Wednesday, January 16, 2008

teenage angst.

this blog needs a disclaimer: i'm really fucking pissed. proceed with caution because i don't care who reads or who knows, this is me ranting.

i'm so tired of the bullshit. i'm tired of of people who say one thing and do another. i'm tired of people who assume that just because they have a title that they automatically deserve respect. well, respect has to be earned and lying to people is not the way to get it. antagonizing those around you and attempting to manipulate the people who, if life were working as it should, would respect your title is what gains you the hatred of which i currently feel for you.
you remind me of this girl that i grew up with who can proudly say she single-handedly ruined my childhood. due to proximity, i felt obligated to be her friend but forcing myself to like her resulted in her having the ability to manipulate me and that is exactly what you are trying to do. well fuck you, everyone knows you're a liar and that you're irresponsible. you cannot blame your faults on others because unlike my neighbor, you've already been discovered for who you really are. so don't go around blaming your faults on others- i don't care how good of an actress you think, or maybe you truly, are, i don't buy any of it for one minute.
so stop calling.
stop pretending to be my friend.
quit trying to get me to love you.
stop talking about being my facebook friend.
don't ever speak negatively about someone who i care about and the follow it with 'but this is just between you and me, of course'.
because nothing is 'just between you and me' .
there is you and there is me. let me be me and i will deal with you in my own way that i deem least likely to result in the loss of all of my sanity.
you'll be gone soon, but not soon enough.
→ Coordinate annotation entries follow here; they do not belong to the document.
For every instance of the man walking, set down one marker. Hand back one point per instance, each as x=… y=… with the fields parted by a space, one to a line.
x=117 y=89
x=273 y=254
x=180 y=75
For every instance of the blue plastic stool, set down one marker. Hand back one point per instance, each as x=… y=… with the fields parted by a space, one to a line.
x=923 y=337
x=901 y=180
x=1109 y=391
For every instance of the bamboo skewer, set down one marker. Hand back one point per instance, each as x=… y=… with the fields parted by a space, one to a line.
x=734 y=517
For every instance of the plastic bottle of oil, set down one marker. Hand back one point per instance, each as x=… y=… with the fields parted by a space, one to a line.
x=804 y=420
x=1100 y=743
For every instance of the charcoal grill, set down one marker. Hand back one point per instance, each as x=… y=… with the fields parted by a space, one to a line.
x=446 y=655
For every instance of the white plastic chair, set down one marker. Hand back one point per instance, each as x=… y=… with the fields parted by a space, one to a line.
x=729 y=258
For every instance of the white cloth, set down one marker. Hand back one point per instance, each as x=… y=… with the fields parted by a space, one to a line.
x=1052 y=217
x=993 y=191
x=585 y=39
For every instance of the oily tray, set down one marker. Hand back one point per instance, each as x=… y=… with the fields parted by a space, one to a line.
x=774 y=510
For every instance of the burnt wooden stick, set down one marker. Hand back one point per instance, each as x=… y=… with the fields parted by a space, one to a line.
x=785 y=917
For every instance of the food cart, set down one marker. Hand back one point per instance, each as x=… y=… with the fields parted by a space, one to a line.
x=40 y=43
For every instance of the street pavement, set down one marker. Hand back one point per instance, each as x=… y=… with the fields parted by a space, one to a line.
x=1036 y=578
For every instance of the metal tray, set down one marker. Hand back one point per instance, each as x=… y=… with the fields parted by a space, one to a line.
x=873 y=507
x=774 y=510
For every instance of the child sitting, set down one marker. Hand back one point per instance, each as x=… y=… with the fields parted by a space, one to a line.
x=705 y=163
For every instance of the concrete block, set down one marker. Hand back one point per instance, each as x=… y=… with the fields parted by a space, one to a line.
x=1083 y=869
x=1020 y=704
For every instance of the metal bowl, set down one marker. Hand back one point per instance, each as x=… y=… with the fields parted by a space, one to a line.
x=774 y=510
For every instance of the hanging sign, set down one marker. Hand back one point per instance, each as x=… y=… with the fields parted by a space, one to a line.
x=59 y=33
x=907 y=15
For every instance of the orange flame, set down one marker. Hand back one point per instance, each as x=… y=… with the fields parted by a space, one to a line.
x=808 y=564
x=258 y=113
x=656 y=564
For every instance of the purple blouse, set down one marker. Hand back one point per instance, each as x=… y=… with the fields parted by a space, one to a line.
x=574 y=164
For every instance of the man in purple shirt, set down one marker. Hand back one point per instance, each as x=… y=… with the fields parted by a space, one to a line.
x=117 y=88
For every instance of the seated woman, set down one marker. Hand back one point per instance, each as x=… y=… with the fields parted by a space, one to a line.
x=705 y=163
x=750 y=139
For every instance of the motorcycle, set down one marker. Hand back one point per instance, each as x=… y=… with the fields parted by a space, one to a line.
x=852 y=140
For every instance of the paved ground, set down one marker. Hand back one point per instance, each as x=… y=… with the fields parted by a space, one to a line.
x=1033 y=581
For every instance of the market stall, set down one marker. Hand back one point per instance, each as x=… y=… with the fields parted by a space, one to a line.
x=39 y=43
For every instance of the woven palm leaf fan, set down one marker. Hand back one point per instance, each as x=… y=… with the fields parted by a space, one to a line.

this might be excessively negative, and i might be overreacting. but you have had so many chances, and you have fucked up so many times. you have said so many things, and i'm tired of listening to your lies.

irate,
emma

Sunday, January 13, 2008

too much.

right now, this life i've got going is just too much. i'm trying to rationalize everything and figure out exactly how i can balance it all but i feel surrounded by impossibility. i came back to school full of hope for a better semester with less upset and drama but it seems as though i might have signed up for significantly more than i can handle. i want so much to be able to do it all but i feel defeated before it's even begun. the idea that i have to get four new events (possibly three) COMPETITION READY by this saturday is suffocating. the thought that my resolution to include un-speechable friends in my day-to-day life is becoming less and less possible (as a result of aforementioned suffocating) makes me feel like a liar. the fact that i'm starting all new classes this week, though it's the same as every other semester of my educational career, reinforces my lifestyle of constantly fighting an uphill, unending battle that i am always wanting to escape from.
my nails are bitten, cigarettes are smoked, and confidence is shaken.

but nails grow back, more cigarettes can be purchased, and confidence can be reinstated. so, i just have to get through this week and then perhaps i'll pull my head out of my ass. but in the meantime, fuck.

not entirely giving up,
emma

Thursday, January 3, 2008

making history

i caucused for the first time tonight.
i'm now a committee member for my precinct and an alternative delegate for Barack Obama.
hey. speaking of Barack Obama....HE WON IOWA!